Mike Makes Full Recovery After a Life-Changing Diagnosis
Mike McHugh’s heart was a ticking time bomb. He was born with a faulty valve in his heart, known as a bicuspid aortic valve. The valve is supposed to have three flaps, but his had only two.
Mike had no reason to worry about his heart. There is very little history of heart disease in his family, and his cholesterol numbers are fine. He was doing all the right things – regular exercise and eating right – but healthy living could not counteract the failing valve forever.
The Wake-Up Call: Routine Activities Became a Challenge
A single father of two young children, Mike is an active guy. The first thing he noticed was that he was getting winded after running just one-half mile, when his typical routine is to run two or more miles. Then on spring break in Gatlinburg, Tenn., with his kids, he noticed he couldn’t keep up on hikes the way he had just the year before.
Mike went to his primary care doctor, who diagnosed an enlarged heart from an x-ray. That’s a symptom of a heart that’s working too hard. Paired with the shortness of breath Mike was experiencing, it was clear that something was wrong with his heart. His doctor referred him to the TriHealth Heart Institute, where he first saw cardiologist Ali Razavi MD.
After a series of tests, including an echocardiogram, an angiogram performed by cardiologist Craig Sukin MD, and a CT scan, the diagnosis was a leaky aortic valve that was preventing his heart from effectively pumping blood to the rest of his body. The valve needed to be replaced. “I was completely surprised at first,” Mike said. He was referred to J. Michael Smith MD, a cardiac and thoracic surgeon with the TriHealth Heart institute.
Dr. Smith explained that often this valve replacement could be done using minimally invasive robotic surgery, but in Mike’s case, they also had found an aortic aneurysm that would need to be repaired at the same time, so open-heart surgery was the only option. An aneurysm is a weakness in an artery that could rupture under certain conditions.
Coordinated Care Relieves Mike's Anxiety
So Mike prepared for surgery. Because it was not an emergency, he was able to schedule it over the summer while his children, an 11-year-old boy and 13-year-old girl, could be more easily cared for by others. When dad came home, “They helped by picking up some new chores around the house. My daughter learned how to do laundry, my son carried the laundry baskets up and down from the basement,” Mike said. The surgery and recovery went well, and gradually Mike’s heart began to grow stronger. Starting with short walks, he graduated to longer walks and then returned to work about two months after surgery.
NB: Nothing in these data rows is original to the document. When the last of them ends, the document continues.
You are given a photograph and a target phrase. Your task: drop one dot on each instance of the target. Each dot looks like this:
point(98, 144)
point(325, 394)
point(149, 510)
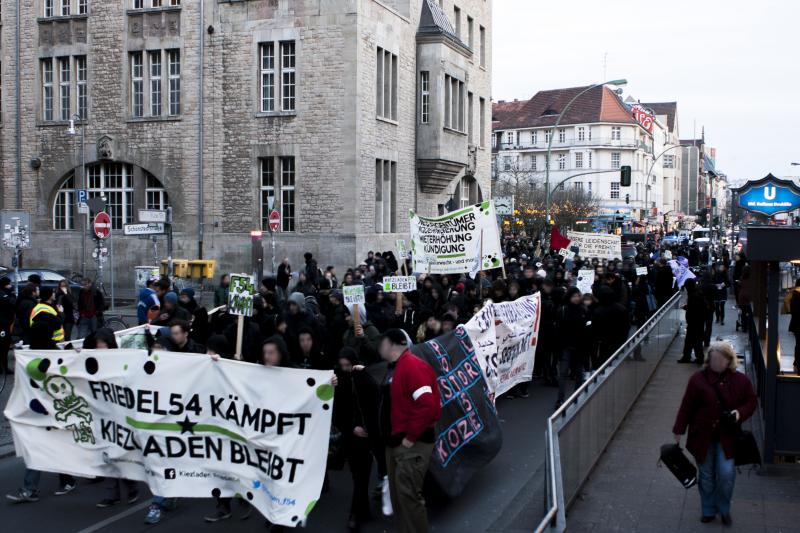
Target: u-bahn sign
point(769, 196)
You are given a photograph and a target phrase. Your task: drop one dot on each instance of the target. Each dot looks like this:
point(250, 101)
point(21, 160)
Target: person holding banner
point(415, 408)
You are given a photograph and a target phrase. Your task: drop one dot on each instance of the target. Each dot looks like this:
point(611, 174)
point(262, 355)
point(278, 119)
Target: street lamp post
point(553, 129)
point(82, 184)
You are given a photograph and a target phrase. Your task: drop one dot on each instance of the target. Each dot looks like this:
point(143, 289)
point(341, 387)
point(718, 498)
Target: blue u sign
point(769, 196)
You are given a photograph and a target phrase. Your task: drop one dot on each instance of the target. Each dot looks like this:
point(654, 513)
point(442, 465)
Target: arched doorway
point(126, 188)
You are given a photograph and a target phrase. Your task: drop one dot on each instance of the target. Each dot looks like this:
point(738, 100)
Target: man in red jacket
point(415, 409)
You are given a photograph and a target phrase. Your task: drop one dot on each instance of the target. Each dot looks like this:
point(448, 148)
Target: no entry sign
point(274, 220)
point(102, 225)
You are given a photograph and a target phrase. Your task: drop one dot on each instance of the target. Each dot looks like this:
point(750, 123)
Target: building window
point(470, 126)
point(156, 96)
point(454, 99)
point(386, 85)
point(284, 189)
point(137, 85)
point(425, 96)
point(47, 89)
point(83, 89)
point(64, 84)
point(483, 121)
point(113, 180)
point(483, 45)
point(155, 194)
point(174, 65)
point(63, 216)
point(288, 75)
point(385, 196)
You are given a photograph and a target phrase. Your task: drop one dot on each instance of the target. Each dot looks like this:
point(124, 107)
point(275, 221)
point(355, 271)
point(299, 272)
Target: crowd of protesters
point(300, 321)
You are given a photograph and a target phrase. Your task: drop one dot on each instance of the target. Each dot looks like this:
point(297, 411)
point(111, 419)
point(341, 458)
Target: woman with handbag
point(717, 400)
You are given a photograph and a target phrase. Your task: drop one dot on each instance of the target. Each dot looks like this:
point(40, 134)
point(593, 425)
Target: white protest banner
point(184, 424)
point(240, 295)
point(585, 281)
point(504, 336)
point(600, 245)
point(454, 243)
point(353, 294)
point(399, 284)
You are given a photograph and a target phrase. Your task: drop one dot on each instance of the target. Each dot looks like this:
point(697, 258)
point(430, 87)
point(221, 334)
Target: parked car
point(50, 278)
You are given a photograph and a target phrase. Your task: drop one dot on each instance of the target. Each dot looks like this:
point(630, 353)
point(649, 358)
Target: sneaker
point(107, 502)
point(65, 489)
point(153, 514)
point(24, 496)
point(218, 516)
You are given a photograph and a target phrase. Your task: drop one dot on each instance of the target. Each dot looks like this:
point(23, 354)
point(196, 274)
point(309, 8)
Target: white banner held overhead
point(184, 424)
point(460, 242)
point(505, 336)
point(600, 245)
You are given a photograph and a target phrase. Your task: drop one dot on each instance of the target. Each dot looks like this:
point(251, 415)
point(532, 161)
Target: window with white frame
point(288, 77)
point(68, 75)
point(63, 217)
point(149, 96)
point(386, 85)
point(424, 96)
point(155, 194)
point(114, 181)
point(278, 187)
point(454, 100)
point(385, 196)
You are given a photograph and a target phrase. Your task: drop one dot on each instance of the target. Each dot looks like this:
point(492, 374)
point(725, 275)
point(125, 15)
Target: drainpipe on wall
point(201, 110)
point(18, 105)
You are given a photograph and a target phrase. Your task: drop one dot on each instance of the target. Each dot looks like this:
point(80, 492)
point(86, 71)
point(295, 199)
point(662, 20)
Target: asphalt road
point(507, 495)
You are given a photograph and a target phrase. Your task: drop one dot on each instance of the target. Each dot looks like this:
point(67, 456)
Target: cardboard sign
point(400, 284)
point(181, 423)
point(240, 296)
point(585, 281)
point(353, 295)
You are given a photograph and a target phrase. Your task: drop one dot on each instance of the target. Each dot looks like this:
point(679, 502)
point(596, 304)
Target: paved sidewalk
point(627, 491)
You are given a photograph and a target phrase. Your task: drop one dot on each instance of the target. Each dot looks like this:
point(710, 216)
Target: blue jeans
point(716, 480)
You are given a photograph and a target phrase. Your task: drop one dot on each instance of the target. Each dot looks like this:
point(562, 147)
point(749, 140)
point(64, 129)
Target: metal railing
point(580, 430)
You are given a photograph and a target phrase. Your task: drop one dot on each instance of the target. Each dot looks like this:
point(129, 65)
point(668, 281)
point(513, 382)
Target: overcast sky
point(733, 66)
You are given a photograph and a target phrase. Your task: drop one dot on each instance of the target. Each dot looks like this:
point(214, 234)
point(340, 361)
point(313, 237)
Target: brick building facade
point(344, 113)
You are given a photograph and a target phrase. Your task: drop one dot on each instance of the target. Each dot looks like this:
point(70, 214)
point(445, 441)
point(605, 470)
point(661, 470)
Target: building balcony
point(601, 143)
He is now seeing cardiologist Dogan Temizer MD for his follow up care.
“Everyone I saw, they knew what they were doing. I heard from a friend that Dr. Smith was the best in the city, so I felt like I was in good hands,” he commented.
Mike benefitted from the TriHealth Heart Institute’s focus on coordinated, multidisciplinary care, that is, physicians with different specialties and expertise working together to provide the best treatment for each patient. Though he saw many different physicians on his path, they all worked together for the best possible outcome for Mike.
“Initially it was life-changing, now things are pretty much back to normal. Hills and stairs still get me a little bit winded. We’re going back to Gatlinburg in a few weeks, so we’ll see how that goes,” he concluded.